Optimizing molluscicide treatment strategies in different control stages of schistosomiasis in the People’s Republic of China
1 Jiangsu Institute of Parasitic Diseases, Wuxi, Jiangsu, 214064, People’s Republic of China
2 Key Laboratory on Control Technology for Parasitic Diseases, Ministry of Health, Wuxi, Jiangsu, 214064, People’s Republic of China
3 School of Public Health and Primary Care, the Chinese University of Hong Kong, Satin, Hong Kong
4 National Institute of Parasitic Diseases, Chinese Center for Disease Control and Prevention, Shanghai, 200025, People’s Republic of China
5 WHO Collaborating Center for Malaria, Schistosomiasis and Filariasis, Key Laboratory on Biology of Parasite and Vector, Ministry of Health, Shanghai, 200025, People’s Republic of China
Parasites & Vectors 2012, 5:260 doi:10.1186/1756-3305-5-260Published: 14 November 2012
The application of chemical molluscicides is still one of the most effective measures for schistosomiasis control in P. R. China. By applying diverse molluscicide treatment scenarios on different snail densities in the field, we attempted to understand the cost-effectiveness of molluscicide application so as to prescribe an optimal management approach to control intermediate host snail Oncomelania hupensis under acceptable thresholds based on the goal of the National Schistosomiasis Control Programme.

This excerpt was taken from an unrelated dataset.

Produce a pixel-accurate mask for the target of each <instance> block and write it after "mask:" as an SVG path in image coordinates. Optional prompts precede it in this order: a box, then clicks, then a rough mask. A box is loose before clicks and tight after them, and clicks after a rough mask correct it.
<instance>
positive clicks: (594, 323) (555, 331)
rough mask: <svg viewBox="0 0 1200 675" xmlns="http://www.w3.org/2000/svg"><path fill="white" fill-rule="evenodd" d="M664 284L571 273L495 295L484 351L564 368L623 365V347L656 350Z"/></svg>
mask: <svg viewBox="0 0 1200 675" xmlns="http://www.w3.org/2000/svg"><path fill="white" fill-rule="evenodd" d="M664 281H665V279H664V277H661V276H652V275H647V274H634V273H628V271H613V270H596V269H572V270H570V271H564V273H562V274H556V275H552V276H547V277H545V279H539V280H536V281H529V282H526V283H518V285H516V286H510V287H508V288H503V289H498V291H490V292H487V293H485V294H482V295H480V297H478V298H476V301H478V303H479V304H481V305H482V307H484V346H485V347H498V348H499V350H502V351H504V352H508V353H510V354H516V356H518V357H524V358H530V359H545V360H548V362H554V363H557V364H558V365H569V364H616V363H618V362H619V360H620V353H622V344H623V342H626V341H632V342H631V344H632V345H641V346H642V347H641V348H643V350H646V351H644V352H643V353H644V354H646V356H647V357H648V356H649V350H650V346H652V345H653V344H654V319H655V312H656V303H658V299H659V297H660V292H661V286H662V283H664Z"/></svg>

The molluscicidal field trial was carried out in the marshland of an island along the Yangtze River, Jiangsu province, P.R. China in October 2010. Three plots in the island representing low-density, medium-density and high-density groups were identified after the baseline survey on snail density. Each snail density plot was divided into four experimental units in which molluscicide (50% niclosamide ethanolamine salt wettable powder) was applied once, twice, trice and four times, respectively. The logistic regression model to correlate snail mortality rate with the covariates of number of molluscicidal treatment and snail density, and a linear regression model to investigate the relationship between cost-effectiveness and number of molluscicidal treatment as well as snail density were established.
The study revealed that increase in the number of molluscicide treatments led to increased snail mortality across all three population density groups. The most cost-effective regimen was seen in the high snail density group with a single molluscicide treatment. For both high and low density groups, the more times molluscicide were applied, the less cost-effectiveness was. However, for the median density group, the level of cost-effectiveness for two applications was slightly higher than that in one time.
We concluded that different stages of the national schistosomiasis control/elimination programme, namely morbidity control, transmission control and transmission interruption, should utilize different molluscicide treatment strategies to maximize cost-effectiveness.